Le Temps

«Fremont», un biscuit chinois comme une bouteille à la mer

Babak Jalali suit dans un film attachant une traductric­e afghane réduite à fabriquer des «fortune cookies»

- NORBERT CREUTZ

Un noir et blanc tout en nuances de gris. Un petit atelier de «fortune cookies» dans une arrière-boutique du Chinatown de San Francisco. Une jeune Afghane qui vient travailler là alors qu’elle vit dans sa communauté d’exilés parqués en banlieue, à Fremont. Il n’en faut pas plus à Babak Jalali, cinéaste iranien ayant grandi à Londres et devenu aussi internatio­nal que son confrère Rafi Pitts, pour créer un film unique. On l’avait repéré dès son premier opus, Frontier Blues (2009), tourné dans sa région d’origine du nord de l’Iran. Quatorze ans et deux films inédits (Radio Dreams et Land, déjà réalisés aux EtatsUnis) plus tard, la tonalité n’a guère changé dans Fremont: tendre et ironique, à travers une attention aux petits événements du quotidien.

Traductric­e pour l’armée américaine évacuée peu avant la chute de Kaboul aux mains des talibans, Donya a beau parler parfaiteme­nt l’anglais, l’intégratio­n dans son pays d’accueil reste une autre affaire – comme on a pu le voir récemment dans Land of Dreams de Shirin Neshat. Même si la jeune femme fuit sa communauté chargée de ressentime­nts pour passer ses journées dans cette petite entreprise familiale, elle reste isolée. C’est en vain qu’une collègue amie lui vante les avantages des sites de rencontre. Et lorsqu’un voisin lui refile son rendez-vous médical, elle qui n’en espérait que des somnifères se voit diagnostiq­uer un trouble de stress post-traumatiqu­e! Promue à l’écriture des petites prédiction­s pour biscuits chinois, elle craque un jour et en glisse un qui porte son numéro de téléphone…

Message dans un cookie

Mine de rien, il se passe des choses dans ce film tranquille. Il y a d’abord le visible, qui peut sembler désespérém­ent répétitif et qui bouge pourtant, à la faveur d’un geste désintéres­sé, d’un décès inopiné ou d’une lecture de Croc-Blanc. Et puis il y a l’invisible: victime d’un «syndrome du survivant», Donya s’interdit la possibilit­é d’une rencontre alors même qu’elle y aspire intensémen­t. A-t-on le droit de rêver d’amour quand d’autres sont morts ou restés dans un pays où les femmes sont les prisonnièr­es des hommes? D’où ce cookie en forme de S. O. S. envoyé par celle-là même qui a été chargée de rédiger des petits messages d’espoir, aux conséquenc­es inattendue­s.

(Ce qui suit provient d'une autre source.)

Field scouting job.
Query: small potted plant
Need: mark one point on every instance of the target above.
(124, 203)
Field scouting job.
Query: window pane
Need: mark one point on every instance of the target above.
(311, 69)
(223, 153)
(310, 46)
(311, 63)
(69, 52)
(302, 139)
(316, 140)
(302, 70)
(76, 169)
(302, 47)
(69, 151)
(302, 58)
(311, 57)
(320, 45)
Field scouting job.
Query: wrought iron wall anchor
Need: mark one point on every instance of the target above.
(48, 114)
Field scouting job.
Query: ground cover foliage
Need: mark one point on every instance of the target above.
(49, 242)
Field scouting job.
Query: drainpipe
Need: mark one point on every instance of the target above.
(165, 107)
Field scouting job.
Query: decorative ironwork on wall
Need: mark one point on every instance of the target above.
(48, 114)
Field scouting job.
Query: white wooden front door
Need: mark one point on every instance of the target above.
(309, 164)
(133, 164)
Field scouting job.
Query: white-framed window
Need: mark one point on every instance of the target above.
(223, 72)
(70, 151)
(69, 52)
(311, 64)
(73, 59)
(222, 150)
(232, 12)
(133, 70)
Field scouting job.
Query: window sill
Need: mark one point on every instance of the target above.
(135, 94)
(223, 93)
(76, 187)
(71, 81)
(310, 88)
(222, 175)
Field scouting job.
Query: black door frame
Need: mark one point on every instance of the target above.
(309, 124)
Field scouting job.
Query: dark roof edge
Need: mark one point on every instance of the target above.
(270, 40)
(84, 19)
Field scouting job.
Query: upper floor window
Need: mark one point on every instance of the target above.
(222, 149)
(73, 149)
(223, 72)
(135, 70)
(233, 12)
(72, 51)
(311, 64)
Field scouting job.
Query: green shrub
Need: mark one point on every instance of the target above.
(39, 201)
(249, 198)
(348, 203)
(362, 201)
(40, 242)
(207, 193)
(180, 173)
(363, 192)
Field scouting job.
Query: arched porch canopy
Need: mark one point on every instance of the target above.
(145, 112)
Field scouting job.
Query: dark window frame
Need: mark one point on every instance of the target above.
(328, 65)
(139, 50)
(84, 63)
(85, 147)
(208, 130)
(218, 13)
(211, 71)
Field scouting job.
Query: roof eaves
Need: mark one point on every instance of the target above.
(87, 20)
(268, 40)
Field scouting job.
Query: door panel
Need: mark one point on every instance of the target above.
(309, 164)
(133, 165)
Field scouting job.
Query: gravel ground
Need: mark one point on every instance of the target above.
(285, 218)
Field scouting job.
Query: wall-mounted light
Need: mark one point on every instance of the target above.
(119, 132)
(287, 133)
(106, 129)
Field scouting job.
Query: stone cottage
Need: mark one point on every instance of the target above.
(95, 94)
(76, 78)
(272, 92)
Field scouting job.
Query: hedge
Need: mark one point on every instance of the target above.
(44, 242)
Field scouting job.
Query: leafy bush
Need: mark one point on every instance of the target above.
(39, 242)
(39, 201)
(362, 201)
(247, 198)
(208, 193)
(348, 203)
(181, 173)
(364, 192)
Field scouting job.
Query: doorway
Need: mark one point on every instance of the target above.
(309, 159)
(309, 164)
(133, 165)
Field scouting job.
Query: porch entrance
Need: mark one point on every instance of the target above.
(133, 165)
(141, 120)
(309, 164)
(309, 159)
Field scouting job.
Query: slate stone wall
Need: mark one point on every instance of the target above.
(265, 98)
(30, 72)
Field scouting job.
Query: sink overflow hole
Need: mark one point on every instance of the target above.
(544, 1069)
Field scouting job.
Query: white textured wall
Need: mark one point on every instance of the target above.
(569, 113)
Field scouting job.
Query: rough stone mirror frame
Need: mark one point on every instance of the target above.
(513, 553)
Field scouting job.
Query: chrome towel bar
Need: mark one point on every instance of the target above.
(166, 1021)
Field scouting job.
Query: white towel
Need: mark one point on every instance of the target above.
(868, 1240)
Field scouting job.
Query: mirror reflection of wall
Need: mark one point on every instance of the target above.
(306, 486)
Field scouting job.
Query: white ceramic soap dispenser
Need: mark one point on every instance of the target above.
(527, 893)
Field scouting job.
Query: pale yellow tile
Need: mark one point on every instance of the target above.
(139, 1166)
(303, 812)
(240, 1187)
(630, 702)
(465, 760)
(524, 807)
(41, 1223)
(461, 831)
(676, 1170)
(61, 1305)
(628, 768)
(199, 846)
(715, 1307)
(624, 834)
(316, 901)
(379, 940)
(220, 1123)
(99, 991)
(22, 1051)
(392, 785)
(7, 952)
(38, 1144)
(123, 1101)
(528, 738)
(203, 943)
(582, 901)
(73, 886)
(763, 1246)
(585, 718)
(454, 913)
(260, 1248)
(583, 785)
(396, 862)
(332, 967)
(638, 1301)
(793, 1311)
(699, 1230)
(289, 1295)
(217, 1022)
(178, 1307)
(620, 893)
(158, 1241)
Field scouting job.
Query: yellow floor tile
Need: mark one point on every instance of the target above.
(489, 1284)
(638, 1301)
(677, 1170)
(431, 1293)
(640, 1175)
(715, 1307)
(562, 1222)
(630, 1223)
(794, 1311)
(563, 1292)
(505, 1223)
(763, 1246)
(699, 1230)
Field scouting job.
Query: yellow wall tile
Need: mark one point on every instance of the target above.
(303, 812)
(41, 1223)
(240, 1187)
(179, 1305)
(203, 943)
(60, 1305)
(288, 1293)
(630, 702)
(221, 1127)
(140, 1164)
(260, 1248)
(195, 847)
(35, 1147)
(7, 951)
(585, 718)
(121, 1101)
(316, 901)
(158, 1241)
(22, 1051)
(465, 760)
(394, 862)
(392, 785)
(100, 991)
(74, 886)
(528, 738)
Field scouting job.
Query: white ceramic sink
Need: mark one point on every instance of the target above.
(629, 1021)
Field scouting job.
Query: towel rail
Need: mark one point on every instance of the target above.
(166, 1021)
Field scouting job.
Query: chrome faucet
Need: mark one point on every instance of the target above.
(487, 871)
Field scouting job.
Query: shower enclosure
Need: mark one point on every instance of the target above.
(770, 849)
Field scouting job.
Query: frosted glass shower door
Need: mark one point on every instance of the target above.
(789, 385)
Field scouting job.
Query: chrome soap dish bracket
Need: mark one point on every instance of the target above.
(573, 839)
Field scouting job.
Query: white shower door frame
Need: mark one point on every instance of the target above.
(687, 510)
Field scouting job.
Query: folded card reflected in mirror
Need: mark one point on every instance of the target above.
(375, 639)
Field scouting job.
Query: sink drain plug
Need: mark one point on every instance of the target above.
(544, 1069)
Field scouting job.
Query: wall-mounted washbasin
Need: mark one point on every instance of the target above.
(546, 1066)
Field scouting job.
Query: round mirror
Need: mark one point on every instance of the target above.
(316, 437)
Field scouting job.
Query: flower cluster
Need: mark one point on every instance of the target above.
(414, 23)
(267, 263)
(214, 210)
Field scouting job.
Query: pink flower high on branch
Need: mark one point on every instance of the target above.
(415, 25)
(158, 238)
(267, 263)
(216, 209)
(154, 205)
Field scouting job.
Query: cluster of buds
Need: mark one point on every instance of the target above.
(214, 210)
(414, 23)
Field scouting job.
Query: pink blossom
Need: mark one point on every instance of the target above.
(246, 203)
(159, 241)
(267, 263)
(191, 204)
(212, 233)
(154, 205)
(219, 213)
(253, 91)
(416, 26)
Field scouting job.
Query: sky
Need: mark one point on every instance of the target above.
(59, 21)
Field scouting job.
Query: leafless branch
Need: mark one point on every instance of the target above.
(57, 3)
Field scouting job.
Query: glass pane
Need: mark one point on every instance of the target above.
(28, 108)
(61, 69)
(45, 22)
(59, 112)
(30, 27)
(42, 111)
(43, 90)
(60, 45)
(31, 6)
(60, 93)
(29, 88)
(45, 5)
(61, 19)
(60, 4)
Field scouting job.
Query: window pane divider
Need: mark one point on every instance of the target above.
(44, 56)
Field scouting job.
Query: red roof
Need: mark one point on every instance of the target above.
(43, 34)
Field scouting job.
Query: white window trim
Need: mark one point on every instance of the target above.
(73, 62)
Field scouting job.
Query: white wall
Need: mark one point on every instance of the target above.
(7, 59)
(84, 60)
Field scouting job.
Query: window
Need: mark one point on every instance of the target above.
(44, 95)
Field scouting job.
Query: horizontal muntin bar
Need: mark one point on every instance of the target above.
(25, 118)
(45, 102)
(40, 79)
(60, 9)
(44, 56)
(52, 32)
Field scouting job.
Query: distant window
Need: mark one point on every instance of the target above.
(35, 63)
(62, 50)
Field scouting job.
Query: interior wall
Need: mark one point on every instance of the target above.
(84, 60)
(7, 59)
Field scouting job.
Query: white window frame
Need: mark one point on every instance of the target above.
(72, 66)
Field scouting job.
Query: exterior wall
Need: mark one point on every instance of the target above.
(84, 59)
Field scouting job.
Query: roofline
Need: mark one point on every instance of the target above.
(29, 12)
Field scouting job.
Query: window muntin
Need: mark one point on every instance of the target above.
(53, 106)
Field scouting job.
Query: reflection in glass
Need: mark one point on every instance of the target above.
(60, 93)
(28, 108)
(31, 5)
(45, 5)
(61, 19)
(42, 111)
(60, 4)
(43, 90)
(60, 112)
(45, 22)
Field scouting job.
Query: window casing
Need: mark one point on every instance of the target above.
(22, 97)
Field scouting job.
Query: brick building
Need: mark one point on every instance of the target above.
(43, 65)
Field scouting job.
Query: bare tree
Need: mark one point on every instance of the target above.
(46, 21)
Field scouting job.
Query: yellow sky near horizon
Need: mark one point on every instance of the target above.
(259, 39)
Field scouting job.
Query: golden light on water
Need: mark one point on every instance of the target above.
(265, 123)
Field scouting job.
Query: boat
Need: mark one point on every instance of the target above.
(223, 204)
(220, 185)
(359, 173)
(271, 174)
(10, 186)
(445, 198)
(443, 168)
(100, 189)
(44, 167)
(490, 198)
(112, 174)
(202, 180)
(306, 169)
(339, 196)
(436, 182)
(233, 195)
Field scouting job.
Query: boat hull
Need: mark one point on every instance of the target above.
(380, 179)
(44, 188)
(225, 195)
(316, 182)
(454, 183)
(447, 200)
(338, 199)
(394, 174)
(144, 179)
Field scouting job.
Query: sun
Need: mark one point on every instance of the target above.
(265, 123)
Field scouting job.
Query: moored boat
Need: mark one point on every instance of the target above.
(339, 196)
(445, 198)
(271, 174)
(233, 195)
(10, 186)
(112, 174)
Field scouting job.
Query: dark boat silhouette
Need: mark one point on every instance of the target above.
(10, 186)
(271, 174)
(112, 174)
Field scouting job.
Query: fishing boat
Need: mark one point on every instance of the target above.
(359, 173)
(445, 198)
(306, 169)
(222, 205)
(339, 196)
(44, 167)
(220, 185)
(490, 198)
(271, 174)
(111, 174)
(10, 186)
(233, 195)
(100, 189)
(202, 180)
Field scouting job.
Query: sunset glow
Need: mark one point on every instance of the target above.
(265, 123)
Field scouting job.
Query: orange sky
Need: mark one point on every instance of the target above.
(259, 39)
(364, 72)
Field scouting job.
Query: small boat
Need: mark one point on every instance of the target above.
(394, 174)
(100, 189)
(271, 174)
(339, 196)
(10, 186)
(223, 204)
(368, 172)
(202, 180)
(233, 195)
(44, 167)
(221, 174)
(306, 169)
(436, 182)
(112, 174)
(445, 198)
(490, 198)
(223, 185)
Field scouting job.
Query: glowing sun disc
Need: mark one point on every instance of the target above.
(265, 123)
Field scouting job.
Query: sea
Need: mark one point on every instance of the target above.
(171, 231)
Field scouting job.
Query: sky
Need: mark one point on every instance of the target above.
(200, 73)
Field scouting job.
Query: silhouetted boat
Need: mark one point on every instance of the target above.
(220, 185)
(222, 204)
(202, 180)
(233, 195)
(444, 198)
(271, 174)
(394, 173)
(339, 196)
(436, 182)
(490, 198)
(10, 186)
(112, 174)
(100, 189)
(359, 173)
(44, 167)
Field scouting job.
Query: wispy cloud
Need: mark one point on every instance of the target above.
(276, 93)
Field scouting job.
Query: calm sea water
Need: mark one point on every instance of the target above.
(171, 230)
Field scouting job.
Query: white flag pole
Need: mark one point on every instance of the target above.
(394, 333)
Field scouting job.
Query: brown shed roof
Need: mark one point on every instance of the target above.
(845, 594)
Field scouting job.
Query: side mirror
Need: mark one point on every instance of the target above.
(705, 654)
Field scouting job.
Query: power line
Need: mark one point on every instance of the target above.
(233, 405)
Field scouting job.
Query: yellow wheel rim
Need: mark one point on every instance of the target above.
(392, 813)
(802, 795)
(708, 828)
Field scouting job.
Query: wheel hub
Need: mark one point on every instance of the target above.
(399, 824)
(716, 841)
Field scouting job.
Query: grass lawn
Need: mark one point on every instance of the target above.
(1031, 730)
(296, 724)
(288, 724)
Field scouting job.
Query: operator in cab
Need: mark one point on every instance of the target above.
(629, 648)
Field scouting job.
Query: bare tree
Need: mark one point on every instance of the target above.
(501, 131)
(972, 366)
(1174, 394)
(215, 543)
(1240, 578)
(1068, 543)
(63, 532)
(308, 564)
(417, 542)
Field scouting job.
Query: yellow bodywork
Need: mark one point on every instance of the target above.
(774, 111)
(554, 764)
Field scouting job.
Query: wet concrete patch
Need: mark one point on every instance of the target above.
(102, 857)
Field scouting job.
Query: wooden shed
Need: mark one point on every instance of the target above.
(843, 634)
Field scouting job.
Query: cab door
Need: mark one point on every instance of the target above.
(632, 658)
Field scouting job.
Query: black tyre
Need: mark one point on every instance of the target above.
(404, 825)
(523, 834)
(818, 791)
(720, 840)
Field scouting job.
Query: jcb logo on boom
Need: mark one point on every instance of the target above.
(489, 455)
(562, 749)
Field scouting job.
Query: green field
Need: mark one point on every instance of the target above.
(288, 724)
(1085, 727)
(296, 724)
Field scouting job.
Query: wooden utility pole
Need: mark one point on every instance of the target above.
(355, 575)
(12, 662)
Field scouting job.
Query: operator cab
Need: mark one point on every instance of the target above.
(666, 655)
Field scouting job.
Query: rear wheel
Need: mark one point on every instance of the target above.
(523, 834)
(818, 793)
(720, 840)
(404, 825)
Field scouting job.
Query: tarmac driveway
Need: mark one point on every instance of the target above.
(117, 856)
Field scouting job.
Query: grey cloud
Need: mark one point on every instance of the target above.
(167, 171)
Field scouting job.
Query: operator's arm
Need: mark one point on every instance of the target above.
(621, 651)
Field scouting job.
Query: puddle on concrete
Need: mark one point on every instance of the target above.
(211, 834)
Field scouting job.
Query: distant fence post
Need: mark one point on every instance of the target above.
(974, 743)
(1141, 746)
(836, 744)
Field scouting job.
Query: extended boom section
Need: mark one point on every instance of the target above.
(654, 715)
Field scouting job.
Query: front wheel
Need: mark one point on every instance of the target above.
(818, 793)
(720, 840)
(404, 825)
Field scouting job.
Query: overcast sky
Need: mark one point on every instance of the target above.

C’est là un film singulier, comme s’il venait d’une autre époque. Plus spécifique­ment, le style évoque Jim Jarmusch années 1980, le trop méconnu Charles Burnett ou encore Aki Kaurismäki. La systématiq­ue des champs-contrecham­ps signale un humour pince-sans-rire, la photo peu contrastée va de pair avec une tendresse devenue rare. De sorte que quand une ironie du sort vient récompense­r l’héroïne, cela en devient parfaiteme­nt désarmant. Et si l’amour n’existait pas que dans ces mélos turcs qui passent à la télé du restaurant où Donya dîne seule en compagnie du vieux patron? Et si le hasard en restait le meilleur allié? Aussi parfaiteme­nt mesuré que les formules des cookies chinois (leur «recette», donnée par le patron, est un grand moment), Fremont frappe comme l’oeuvre d’un auteur à découvrir.

■ Fremont, de Babak Jalali (Etats-Unis, 2023), avec Anaita Wali Zada, Gregg Turkington, Jeremy Allen White, 1h31.